On December 11, 2014, the Federal Communications Commission voted to close the school and library connectivity gap by adjusting E-rate program rules and support levels in order to meet long-term program goals for high-speed connectivity to and within all eligible schools and libraries. The following was written by Charles Benton, Chairman of the Benton Foundation, and Amina Fazlullah, the Benton Foundation's Director of Policy:
“We cannot always build the future for our youth,” said President Franklin Delano Roosevelt, “but we can build our youth for the future.” Today, the Federal Communications Commission improved education for all our young people by providing the tools to connect every school and library to high-capacity broadband -- and Wi-Fi connectivity that delivers critical education tools right to students’ desks.

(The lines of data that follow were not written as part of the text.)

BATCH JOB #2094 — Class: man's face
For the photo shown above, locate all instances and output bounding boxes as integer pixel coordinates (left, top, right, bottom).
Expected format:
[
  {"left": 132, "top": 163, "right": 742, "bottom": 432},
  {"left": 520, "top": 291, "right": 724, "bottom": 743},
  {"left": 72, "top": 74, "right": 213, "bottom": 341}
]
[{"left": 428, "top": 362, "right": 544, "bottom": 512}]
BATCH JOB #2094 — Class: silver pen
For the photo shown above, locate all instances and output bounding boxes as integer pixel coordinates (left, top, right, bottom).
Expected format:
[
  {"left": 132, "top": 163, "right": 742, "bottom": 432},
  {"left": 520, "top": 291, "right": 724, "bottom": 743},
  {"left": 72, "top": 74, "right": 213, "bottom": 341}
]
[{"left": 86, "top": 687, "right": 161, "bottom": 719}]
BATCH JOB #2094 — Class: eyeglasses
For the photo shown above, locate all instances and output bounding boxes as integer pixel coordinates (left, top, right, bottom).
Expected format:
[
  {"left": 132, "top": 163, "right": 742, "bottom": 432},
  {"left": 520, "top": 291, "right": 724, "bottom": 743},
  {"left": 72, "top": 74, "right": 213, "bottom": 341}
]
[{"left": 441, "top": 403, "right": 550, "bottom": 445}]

This is a huge win for U.S. education.
By modernizing and funding the E-rate program for the 21st century, we will connect even the smallest, the poorest and the most rural classrooms and libraries to the world through the Internet.

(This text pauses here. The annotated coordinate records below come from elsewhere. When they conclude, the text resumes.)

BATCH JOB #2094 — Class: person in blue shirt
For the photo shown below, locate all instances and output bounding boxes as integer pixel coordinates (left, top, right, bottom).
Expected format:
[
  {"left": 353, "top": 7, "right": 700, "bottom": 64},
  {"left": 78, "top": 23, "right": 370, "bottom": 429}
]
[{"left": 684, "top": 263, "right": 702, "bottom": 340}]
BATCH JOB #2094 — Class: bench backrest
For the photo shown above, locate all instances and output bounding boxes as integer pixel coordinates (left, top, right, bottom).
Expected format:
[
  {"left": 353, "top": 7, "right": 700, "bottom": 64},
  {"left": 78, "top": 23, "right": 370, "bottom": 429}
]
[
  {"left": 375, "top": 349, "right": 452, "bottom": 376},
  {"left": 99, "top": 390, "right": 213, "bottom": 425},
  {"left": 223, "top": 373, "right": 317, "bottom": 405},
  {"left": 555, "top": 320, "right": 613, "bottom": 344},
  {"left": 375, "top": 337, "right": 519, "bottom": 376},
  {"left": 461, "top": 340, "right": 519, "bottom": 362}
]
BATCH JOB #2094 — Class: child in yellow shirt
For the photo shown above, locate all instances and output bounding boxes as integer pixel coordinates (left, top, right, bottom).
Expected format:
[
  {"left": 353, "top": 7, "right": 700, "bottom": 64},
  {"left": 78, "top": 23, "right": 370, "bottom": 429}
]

The FCC is providing every child a key to unlock their potential. To develop the skills needed today and into the future, every American child must have access to the most cutting-edge learning tools, tools that can best be delivered by high-capacity broadband and Wi-Fi. Schools will now have the capacity to offer interactive and individualized learning, utilize high-definition streaming video, take advantage of the most innovative digital teaching tools, and provide modern science, technology, engineering, and math -- STEM – instruction. In libraries, patrons will be better able to participate in lifelong learning, seek jobs and entrepreneurship opportunities, and access government services.
The actions the FCC takes today are exactly what’s needed to ensure our country’s competitiveness in the 21st century. Connecting all schools to high-speed broadband will help re-establish the U.S. as a global leader in education — setting an example for other countries that are struggling to improve their educational systems. Today’s students are not just competing with kids across the hall, across town or across the country; they are competing with students around the globe whose countries have made high speed access to gigabit speed broadband in their schools a priority.

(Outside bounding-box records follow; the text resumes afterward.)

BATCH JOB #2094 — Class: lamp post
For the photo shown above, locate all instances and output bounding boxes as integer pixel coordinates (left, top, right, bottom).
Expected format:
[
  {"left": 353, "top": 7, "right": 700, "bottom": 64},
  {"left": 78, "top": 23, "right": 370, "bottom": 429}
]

Make no mistake – the FCC’s decision today is not about dollars and cents or about bits and bytes – it is about opportunity. The FCC is closing the gap of access to high capacity for schools and libraries. The FCC is closing the affordability gap that has prevented many of these community institutions from handling the recurring costs of these connections. And the FCC is closing the funding gap that prevented investment in our educational infrastructure. Now all students will have the opportunity to develop the skills they need to succeed and prosper, and to realize the American Dream.